Sunday, 28 February 2016

Teaching Innovation

Since I am a Science teacher, I feel that my curriculum really lends itself to problem solving and inquiring. My students, some whom I have taught for three years now, have gotten to know that I don't want one right answer, but rather I'm interested in their process and as many answers as possible. So when I went to a workshop from Spectrum and was given six Lego pieces and challenged to build a duck in 60 seconds, I immediately thought of doing this activity with my class.

My modified six pieces

My seven year old daughter and I spent about two hours sorting her Lego so I could provide a similar  experience to my 7s and 8s the next day. Below are some of the ducks the classes created.

Some students were a bit frustrated that their pieces were not exactly the same, others were thinking there was one right answer for a duck, and tried to improve upon their duck once they looked around the table. I think those students missed the point.

In a post-modern world where there is rarely anything "new," I could see why my students would think that they can't come up with something innovative. Maybe it's all about remixing?

I personally wanted to build my duck the fastest.

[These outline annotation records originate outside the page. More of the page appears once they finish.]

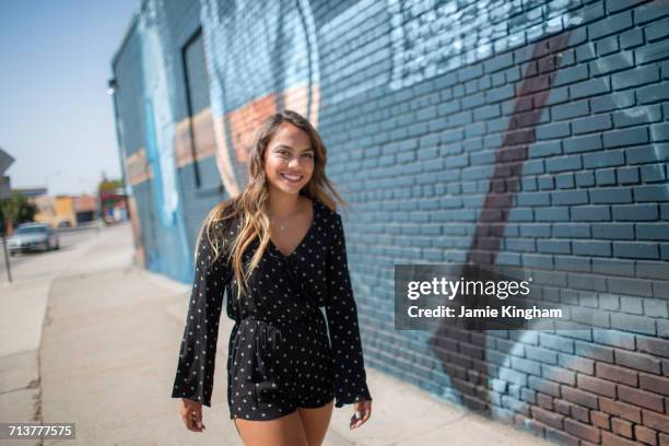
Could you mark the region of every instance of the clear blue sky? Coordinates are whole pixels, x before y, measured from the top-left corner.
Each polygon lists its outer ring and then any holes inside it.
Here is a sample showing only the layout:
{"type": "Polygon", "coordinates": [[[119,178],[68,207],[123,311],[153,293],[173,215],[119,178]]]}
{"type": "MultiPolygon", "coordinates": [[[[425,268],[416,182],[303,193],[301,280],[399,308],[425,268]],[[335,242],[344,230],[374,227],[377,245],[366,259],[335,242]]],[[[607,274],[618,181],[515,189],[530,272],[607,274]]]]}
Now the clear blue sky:
{"type": "Polygon", "coordinates": [[[120,178],[110,60],[140,0],[0,1],[0,146],[12,188],[120,178]]]}

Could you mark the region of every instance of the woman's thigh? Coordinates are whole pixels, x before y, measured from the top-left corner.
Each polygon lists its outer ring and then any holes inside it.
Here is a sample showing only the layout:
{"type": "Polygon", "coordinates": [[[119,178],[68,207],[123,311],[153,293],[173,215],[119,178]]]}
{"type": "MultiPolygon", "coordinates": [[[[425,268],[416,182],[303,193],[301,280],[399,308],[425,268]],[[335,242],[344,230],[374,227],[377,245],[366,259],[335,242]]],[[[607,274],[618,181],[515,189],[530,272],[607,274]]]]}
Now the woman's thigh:
{"type": "Polygon", "coordinates": [[[297,408],[297,412],[302,418],[308,446],[320,446],[325,439],[328,426],[330,425],[330,419],[332,418],[333,408],[334,401],[330,401],[317,409],[297,408]]]}
{"type": "Polygon", "coordinates": [[[234,419],[245,446],[310,446],[297,412],[268,421],[234,419]]]}

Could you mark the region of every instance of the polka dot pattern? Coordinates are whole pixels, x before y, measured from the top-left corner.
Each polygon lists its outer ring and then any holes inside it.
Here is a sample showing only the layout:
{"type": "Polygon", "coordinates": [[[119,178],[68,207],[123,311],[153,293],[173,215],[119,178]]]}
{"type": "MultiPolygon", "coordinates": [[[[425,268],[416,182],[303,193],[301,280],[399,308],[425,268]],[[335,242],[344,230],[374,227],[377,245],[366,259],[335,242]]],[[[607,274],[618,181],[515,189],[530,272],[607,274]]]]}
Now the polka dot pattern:
{"type": "MultiPolygon", "coordinates": [[[[318,199],[313,206],[302,242],[287,256],[270,243],[249,278],[249,293],[239,300],[231,266],[223,265],[224,257],[210,265],[212,248],[206,237],[200,240],[173,398],[211,407],[226,294],[226,313],[235,320],[227,357],[231,419],[272,420],[332,398],[336,407],[372,399],[342,220],[318,199]]],[[[232,228],[239,226],[228,224],[225,235],[233,237],[232,228]]],[[[245,261],[257,247],[255,240],[245,261]]]]}

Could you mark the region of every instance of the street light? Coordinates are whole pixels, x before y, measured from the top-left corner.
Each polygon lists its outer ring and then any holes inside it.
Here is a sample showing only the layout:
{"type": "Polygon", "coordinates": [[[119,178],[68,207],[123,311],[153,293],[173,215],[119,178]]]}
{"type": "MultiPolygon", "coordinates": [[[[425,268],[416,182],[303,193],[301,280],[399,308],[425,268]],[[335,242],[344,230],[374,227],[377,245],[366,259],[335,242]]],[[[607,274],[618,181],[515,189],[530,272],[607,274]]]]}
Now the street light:
{"type": "Polygon", "coordinates": [[[107,81],[107,94],[111,96],[116,93],[116,78],[111,78],[107,81]]]}

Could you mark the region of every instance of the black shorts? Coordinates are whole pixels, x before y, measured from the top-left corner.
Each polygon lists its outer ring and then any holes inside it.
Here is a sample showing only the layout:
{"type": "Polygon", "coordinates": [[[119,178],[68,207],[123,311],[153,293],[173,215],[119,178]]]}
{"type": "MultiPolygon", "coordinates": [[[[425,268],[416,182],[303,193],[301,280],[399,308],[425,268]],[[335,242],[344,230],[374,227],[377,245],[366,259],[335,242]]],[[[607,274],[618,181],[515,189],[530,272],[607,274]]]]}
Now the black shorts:
{"type": "Polygon", "coordinates": [[[231,419],[273,420],[334,398],[332,355],[320,310],[297,322],[242,319],[230,345],[231,419]]]}

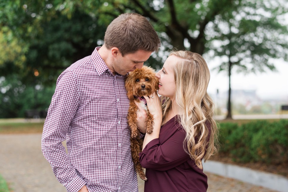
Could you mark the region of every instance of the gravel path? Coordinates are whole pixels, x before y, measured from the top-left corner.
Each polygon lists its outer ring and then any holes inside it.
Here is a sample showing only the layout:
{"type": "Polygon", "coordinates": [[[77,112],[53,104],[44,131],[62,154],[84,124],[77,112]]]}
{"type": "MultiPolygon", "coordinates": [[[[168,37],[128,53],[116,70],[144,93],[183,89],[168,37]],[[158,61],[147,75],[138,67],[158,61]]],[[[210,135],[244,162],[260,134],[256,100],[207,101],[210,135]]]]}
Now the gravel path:
{"type": "MultiPolygon", "coordinates": [[[[0,174],[13,192],[65,192],[41,150],[41,134],[0,134],[0,174]]],[[[232,179],[206,173],[208,192],[274,192],[232,179]]],[[[139,192],[144,182],[138,179],[139,192]]]]}

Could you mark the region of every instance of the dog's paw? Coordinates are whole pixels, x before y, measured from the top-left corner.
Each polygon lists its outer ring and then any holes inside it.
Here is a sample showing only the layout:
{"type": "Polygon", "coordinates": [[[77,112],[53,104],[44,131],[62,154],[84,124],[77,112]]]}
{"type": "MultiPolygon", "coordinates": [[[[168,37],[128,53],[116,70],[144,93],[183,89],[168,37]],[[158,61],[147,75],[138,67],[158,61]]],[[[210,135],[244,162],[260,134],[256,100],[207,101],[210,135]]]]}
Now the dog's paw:
{"type": "Polygon", "coordinates": [[[132,132],[131,133],[131,138],[137,138],[137,136],[138,136],[138,133],[135,133],[132,132]]]}
{"type": "Polygon", "coordinates": [[[146,129],[146,133],[148,134],[151,134],[153,132],[153,129],[146,129]]]}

When given the tower challenge later on, I wanted to build the most aesthetically pleasing one. Last week, I had challenged the Grade 8s to build card houses, but rather than assigning tallest, strongest, etc, they need to come up with what their goal was.

Their learning goal all along was teamwork and collaboration. They knew that from the start, and were supposed to encourage each other, listen to group members ideas and hopefully build on them. I hope they realize that innovation can be accomplished as a team.